"Let's jump in the "wah-tah",

To get out the "sum-mah

Sun!"

I watched as the light glimmered golden off drops of the ocean on their wet skin and made their eyes sparkle in the effortless beauty of youth. They built castles in the sand, swung on tire swings and swings made of nothing more than a wooden plank and two ropes hung from tree branches between the main house and cottage and dived with Mike off the water trampolines. They took buckets of sand and saltwater on the reefs to collect snails. The house keepers yelled when they were caught running into the house, their clothes wet and their feet coated in sand.

Grace, Katie and I set towels and beach umbrellas out on the sand and brought out the coolers of drinks and food. We lay on the beach, letting the sun soak into our bodies and relax us. I meditated on a kaleidoscope of refracted light through the slits of my squinted eyes, the sun shining directly on my face, breeze in the wings and birds soaring high up in the bright blue sky.

For a while I heard nothing but the sea moving back and forth and the wind in the trees. Then at the water's edge the sound of a ball being kicked and splashing in the water and the excited yelling of children as they and the boys kicked the ball back and forth.

We watched them for a while and then challenged them to a race along the water's edge. I wasn't sure if it was the extra tennis I had been playing or the fact that I felt more energetic, but I beat them all out, running faster than I thought I could, willing myself forward. I sometimes surprised myself.

John caught up to me at the finish, laughing and panting in breathless excitement like a child. He scooped me up easily, grinning from ear to ear and gave me a kiss. "Fast little thing you are," he said, at which I laughed.

"So she's good on land, but how does she fare in the water?" he said before throwing me in.

I gasped in shock, surfacing and trying to catch my breath but finding it hard due to my laughter. I splashed John and pulled him in with me. Floating on the water on my back, I closed my eyes, seeing nothing but the brightness of the sun, feeling nothing but its warmth on my face and with my ears half submerged, hearing nothing but my even breaths.

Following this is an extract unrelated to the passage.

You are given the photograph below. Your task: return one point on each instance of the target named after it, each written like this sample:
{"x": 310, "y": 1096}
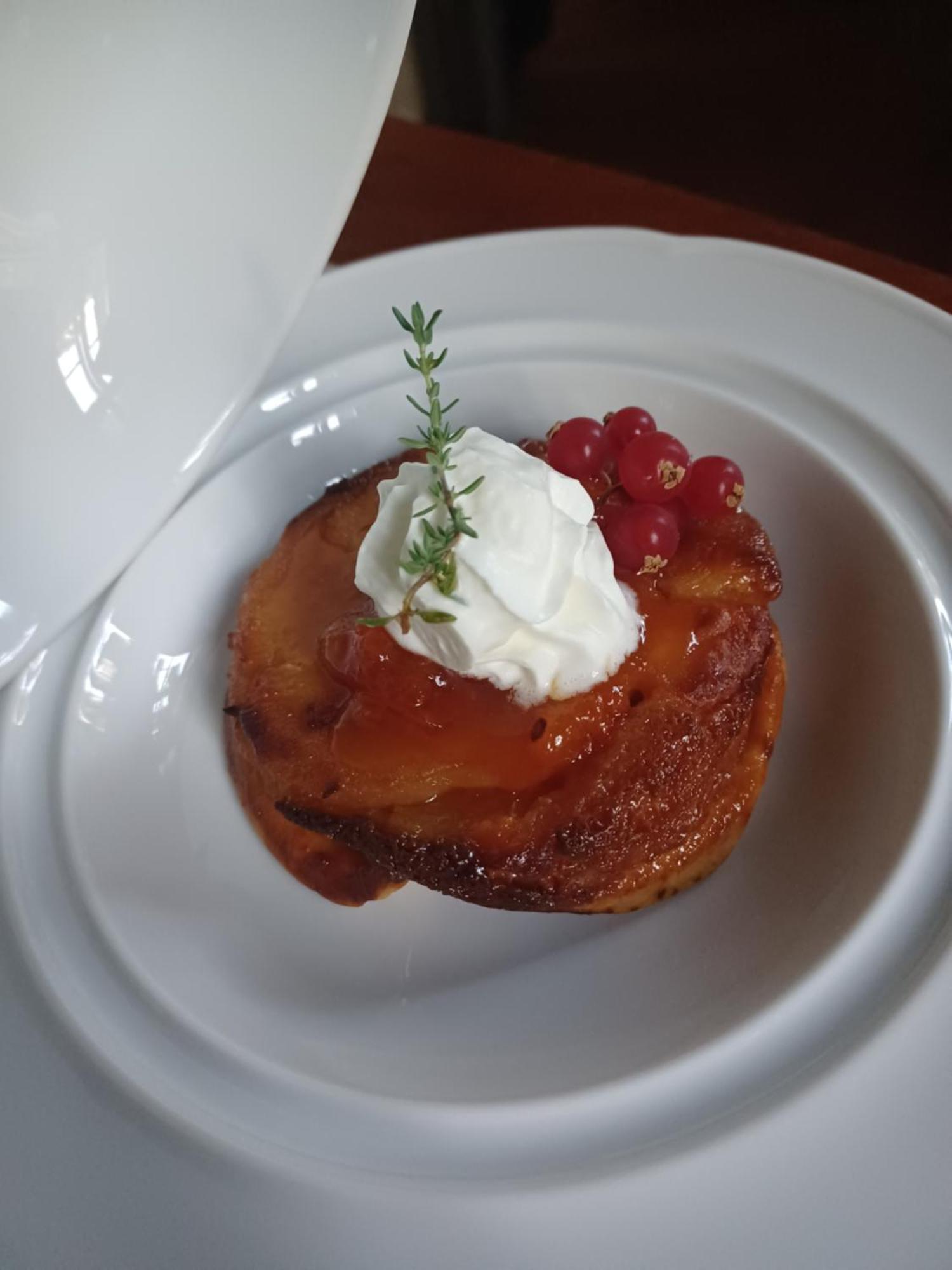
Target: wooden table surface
{"x": 426, "y": 184}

For the rest of the morning we went snorkelling and shell collecting with the kids. Mike tried not so successfully to help them fly a kite in the sea breeze. When we thought the boys were swimming too far out, we frantically called them back in. They'd come back to shore soaking wet and laughing unconcerned, playfully shaking water onto us like dogs as we lay on our towels.

"Jerks," Katie scolded while I stuck my tongue out at them.

John plopped down next to me on the towel, pulling me into an embrace and making me wetter. He smiled mischievously like a boy, then intensely, like a man, and wiped a bead of water off my cheek while I stared into his sapphire eyes.

We went to the main house for lunch. It was large and decorated less casually than the little cottage. The stone steps and old wood floors reminded me of hauntingly old cobbled architecture. The food was laid out buffet style in the formal dining room. I saw John's father again briefly as he fixed plates of food for the twins and chatted brightly with other members of John and Mike's family. I sat and ate with Connie, Grace, Marley and John and his little brothers who were as energetic as ever and had to be coaxed by us to sit down and eat something before running off again to play. Katie spoke with Mike's brother and his friends. Mike was nowhere to be seen.

After lunch, we took the canoes out on the water. I sat with Mike in his canoe and he paddled out like his life depended on it. After a while I stopped paddling too.